また、奏音の荷物が少ないのは、大型の荷物は、他のメンバーの分と便乗して先に送っていた事が判った。
その方が、自分の時になった時、楽が出来る、と言う判断らしい。

「あ、デザート食べる?」
「……ん?」
「さっき、アイスクリームも買ったんだ。バニラとクッキーチップ、どっちが良い?」
「……バニラ」
「ん。用意するね」

パタパタ、と動く奏音を見て、

[マンチカン……]

と思ったのは言うまでもない。


☆★☆★☆



デザートも完食し、空腹が満たされた蘭丸。
ふわぁ……と、欠伸が1つ溢れる。

「寝るなら、ベッド使いなよ?構わないから」
「ん…?」
「眠そうにしてる。

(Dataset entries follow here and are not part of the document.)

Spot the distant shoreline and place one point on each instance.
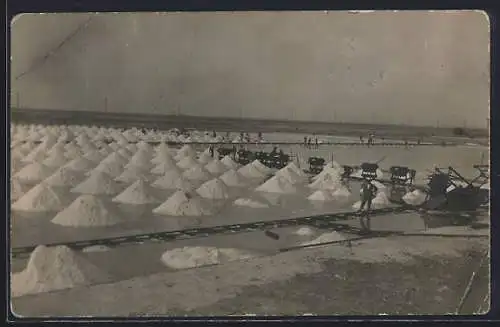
(224, 124)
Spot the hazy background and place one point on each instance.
(419, 68)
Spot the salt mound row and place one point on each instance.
(34, 173)
(244, 202)
(182, 204)
(327, 182)
(133, 174)
(56, 268)
(216, 167)
(80, 164)
(98, 183)
(17, 189)
(205, 158)
(197, 256)
(172, 180)
(415, 197)
(289, 175)
(40, 198)
(321, 195)
(257, 164)
(111, 169)
(305, 231)
(277, 184)
(325, 238)
(251, 172)
(197, 173)
(185, 151)
(233, 178)
(163, 167)
(65, 177)
(229, 163)
(213, 189)
(138, 193)
(88, 211)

ボクの事は気にしなくて良いから、少し寝なよ?」
「ん……」

他人の部屋だから、寝てはいけない、とは思うが、人間の3大欲求である睡眠に勝てる筈も無く。
ガタリ、と席を立つと、奏音の言葉に促される様にフラフラ…、とベッドに近付き、そのまま横になった。
自然と瞼が降りる。

[居心地が良すぎるのが悪い]

そう悪態をつきながら、深い眠りに落ちていった。
そんな蘭丸の一部始終を見守った奏音は、柔らかく微笑むと、クローゼットの中からタオルケットを取り出すと、蘭丸に掛ける。

「おやすみなさい」

そう小さく告げて、奏音はノートパソコンとにらめっこを始めた。